La Cappadoce, bien qu’elle soit sous un protectorat français, ne bénéficie pas des mêmes privilèges ou des mêmes structures administratives qu’un État comme la République française d'Arménie cilicienne, qui est largement dominée par la communauté arménienne. La Cappadoce reste une région coloniale sans grande spécificité, bien que des efforts aient été faits pour y développer les infrastructures, notamment en matière d’agriculture et d’exploitation des ressources naturelles.
2. Une colonie sans spécificité nationale[]
Contrairement aux Arméniens du Protectorat cilicien, qui bénéficient d’une forte identité ethnique et d'une gouvernance partagée avec les Français, les Turcs de Cappadoce n’ont ni autonomie, ni véritable communauté organisée pour défendre leurs droits. Les autorités coloniales françaises veillent à maintenir une administration centralisée et contrôlée depuis Paris, sans laisser de place à une gouvernance locale. Le peuple turc de Cappadoce se trouve donc dans une situation difficile : ni vraiment intégré à l'État turc, ni complètement libre sous la tutelle française. La Cappadoce est une région qui reste marginale dans les grands processus politiques de l'époque, un territoire de passage plutôt qu'un foyer de résistance ou d'indépendance.

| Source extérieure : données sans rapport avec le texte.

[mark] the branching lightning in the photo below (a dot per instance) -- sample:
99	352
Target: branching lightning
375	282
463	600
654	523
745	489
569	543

La fin du Protectorat et l’indépendance[]
1. Les tensions croissantes[]
Après la Seconde Guerre mondiale, l'Empire colonial français est profondément affaibli. La montée des mouvements nationalistes dans l'ensemble du Moyen-Orient et la décolonisation qui secoue les anciennes colonies européennes affectent aussi la situation en Cappadoce. Les Turcs, bien qu’ayant vécu une discrimination sévère, se sentent désormais prêts à rejoindre la Turquie, que ce soit par pression ou par désir de recouvrer leur pleine souveraineté.
La France, épuisée par la guerre et par la montée des tensions internes en métropole, cède progressivement ses colonies. Le protectorat de Cappadoce devient l’un des derniers bastions coloniaux français dans la région avant que les Turcs ne réclament officiellement leur indépendance en 1945, après la guerre.
2. L’indépendance et l’intégration à la République de Turquie[]
En 1945, à la fin de la Seconde Guerre mondiale, la Cappadoce obtient son indépendance après des négociations avec les autorités françaises. La France accepte de céder la région, en raison de ses propres difficultés internes et de la volonté de se concentrer sur la reconstruction après la guerre. Cependant, la situation en Cappadoce est loin d’être stable. En l'absence d'une identité nationale forte et d'une structure politique bien établie, la région est en proie à des divisions internes. Les Turcs de Cappadoce réclament leur intégration à la République de Turquie, déjà consolidée sous le régime d'Atatürk depuis 1923.
La Cappadoce devient officiellement une province turque en 1947, lorsque l’accord entre les autorités françaises et la République de Turquie est signé, mettant fin au protectorat et assurant l’intégration complète de la région dans le cadre de la Turquie moderne. Cela marque la fin d’une colonie française sans réelle identité nationale qui, faute d’unité ethnique et d’unité politique, se fond dans l’État turc, qui a depuis lors renforcé son intégrité territoriale.